A similar use by the USCG could mean equipping units down to the SAR station level with UAS. The UK has, of course, encountered the same problem the US has in providing a sense and avoid capability for its unmanned system to prevent airspace conflicts between manned and unmanned aircraft.

“The MCA vows to « address and remove the regulatory issues and barriers to allow Beyond Visual Line of Sight (BVLOS) flight in unsegregated and uncontrolled UK airspace.”

The US FAA has deconflicted use of private (hobby) drones by allowing virtually unrestricted use five miles or more beyond airports and at latitudes of no more than 400 feet above ground level. 400 feet might be adequate for this type of small UAS, in that it provides a horizon distance of over 20 miles.

Sea Machines, Hike Metal to Collaborate on SAR Autonomy” –MarineLink

Marine Link reports an attempt to build an unmanned rescue vessel.

Boston-based Sea Machines Robotics announced today a new partnership with Hike Metal, a world-class manufacturer of workboats based in Ontario, Canada, to integrate Sea Machines’ SM300 autonomous vessel control system aboard commercial vessels tasked with search-and-rescue (SAR) missions.

Unmanned is “all the rage,” but once you get on scene, you never know what you will find. The victim you are attempting to help may need medical assistance, they may not be able to move to shelter provided by the boat.

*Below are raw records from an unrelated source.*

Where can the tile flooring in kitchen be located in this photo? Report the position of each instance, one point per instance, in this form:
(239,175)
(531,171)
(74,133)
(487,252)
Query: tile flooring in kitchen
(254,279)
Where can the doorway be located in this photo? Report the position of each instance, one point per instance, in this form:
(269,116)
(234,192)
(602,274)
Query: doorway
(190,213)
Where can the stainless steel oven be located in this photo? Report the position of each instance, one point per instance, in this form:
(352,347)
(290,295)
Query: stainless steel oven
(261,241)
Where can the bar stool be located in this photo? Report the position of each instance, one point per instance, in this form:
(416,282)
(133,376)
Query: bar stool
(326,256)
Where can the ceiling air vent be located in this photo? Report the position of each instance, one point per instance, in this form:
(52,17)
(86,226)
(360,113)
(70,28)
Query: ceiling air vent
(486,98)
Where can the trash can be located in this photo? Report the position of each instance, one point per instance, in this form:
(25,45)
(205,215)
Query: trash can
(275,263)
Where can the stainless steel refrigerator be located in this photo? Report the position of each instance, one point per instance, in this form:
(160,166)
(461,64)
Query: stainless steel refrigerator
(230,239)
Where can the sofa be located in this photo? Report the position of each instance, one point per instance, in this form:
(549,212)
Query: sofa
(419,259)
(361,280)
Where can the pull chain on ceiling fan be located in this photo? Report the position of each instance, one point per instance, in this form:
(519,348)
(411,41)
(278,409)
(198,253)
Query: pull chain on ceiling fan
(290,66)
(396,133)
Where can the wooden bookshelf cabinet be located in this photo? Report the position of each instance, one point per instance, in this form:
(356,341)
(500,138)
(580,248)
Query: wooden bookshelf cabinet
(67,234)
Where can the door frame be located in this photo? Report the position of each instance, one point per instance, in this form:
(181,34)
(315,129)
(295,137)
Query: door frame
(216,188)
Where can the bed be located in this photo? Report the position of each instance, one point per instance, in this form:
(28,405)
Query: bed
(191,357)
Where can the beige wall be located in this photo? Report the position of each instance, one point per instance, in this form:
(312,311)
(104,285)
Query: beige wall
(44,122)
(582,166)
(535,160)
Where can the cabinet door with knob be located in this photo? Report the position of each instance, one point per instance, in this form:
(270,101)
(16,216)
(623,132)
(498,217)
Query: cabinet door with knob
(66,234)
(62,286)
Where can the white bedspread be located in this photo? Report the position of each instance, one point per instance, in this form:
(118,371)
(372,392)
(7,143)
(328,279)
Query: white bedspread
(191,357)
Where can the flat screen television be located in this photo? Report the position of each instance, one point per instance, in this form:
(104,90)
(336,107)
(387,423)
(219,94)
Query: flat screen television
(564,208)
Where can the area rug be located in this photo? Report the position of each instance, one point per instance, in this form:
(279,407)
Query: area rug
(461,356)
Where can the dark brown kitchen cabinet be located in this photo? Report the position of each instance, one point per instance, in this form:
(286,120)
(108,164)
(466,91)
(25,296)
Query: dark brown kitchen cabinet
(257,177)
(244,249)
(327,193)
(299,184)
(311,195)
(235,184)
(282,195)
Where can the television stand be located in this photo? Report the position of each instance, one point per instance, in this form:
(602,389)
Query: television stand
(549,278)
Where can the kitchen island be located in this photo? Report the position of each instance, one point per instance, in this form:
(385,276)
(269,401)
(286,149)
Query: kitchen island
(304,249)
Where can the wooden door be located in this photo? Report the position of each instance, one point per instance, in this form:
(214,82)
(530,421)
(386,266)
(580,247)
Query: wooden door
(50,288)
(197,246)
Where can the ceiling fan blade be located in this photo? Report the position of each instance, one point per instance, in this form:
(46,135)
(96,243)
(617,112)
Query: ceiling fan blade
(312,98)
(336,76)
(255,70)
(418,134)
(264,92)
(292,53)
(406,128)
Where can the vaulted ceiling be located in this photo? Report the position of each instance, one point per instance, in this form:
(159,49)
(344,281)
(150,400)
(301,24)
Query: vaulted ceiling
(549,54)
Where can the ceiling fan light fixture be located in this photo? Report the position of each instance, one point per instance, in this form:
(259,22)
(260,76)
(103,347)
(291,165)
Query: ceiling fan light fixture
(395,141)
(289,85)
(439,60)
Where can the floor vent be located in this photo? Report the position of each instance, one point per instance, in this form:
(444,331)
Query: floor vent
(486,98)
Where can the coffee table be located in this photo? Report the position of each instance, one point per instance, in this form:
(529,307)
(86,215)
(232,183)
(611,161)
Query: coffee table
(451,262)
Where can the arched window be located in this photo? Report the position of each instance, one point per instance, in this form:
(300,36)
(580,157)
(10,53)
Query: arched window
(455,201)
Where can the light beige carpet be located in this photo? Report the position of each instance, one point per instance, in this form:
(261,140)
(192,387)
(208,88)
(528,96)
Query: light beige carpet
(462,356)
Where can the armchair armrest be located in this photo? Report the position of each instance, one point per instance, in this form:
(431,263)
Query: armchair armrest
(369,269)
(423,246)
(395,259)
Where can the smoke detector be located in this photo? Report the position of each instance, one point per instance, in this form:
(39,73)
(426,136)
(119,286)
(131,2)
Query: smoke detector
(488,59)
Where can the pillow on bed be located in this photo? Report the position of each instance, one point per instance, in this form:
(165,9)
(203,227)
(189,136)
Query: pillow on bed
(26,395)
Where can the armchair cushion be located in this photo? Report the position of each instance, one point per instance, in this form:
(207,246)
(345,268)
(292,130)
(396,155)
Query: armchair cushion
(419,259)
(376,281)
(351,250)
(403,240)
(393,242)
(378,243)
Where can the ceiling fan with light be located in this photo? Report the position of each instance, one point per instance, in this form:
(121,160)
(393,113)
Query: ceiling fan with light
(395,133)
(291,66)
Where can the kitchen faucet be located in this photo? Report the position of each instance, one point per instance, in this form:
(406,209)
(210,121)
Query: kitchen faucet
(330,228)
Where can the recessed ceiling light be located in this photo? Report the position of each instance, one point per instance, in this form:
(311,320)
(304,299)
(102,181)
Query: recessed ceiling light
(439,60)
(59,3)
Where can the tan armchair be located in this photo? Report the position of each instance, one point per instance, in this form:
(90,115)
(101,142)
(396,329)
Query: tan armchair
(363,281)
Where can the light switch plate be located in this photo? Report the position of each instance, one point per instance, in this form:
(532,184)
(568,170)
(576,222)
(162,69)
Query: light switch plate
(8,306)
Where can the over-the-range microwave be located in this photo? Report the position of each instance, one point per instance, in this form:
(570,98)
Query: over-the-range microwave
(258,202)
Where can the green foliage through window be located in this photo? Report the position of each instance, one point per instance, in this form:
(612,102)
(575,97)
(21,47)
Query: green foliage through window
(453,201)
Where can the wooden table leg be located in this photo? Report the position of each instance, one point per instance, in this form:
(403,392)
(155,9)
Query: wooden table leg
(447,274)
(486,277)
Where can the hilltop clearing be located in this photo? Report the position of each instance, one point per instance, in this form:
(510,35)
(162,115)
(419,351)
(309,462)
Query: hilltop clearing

Automated systems could operate like a smart cruise control on your car, navigating to a designated position and even follow the rules of the road. Automated systems can reduce manning requirements, but when the SAR vessel gets on scene, you need the versatility of a human being to respond to the unexpected.

(Writing this feels some how wrong. Am I being reactionary? Isn’t this obvious to everyone? Still felt like I had to say something. Good systems could come out of this, but full autonomy is just too much to expect.)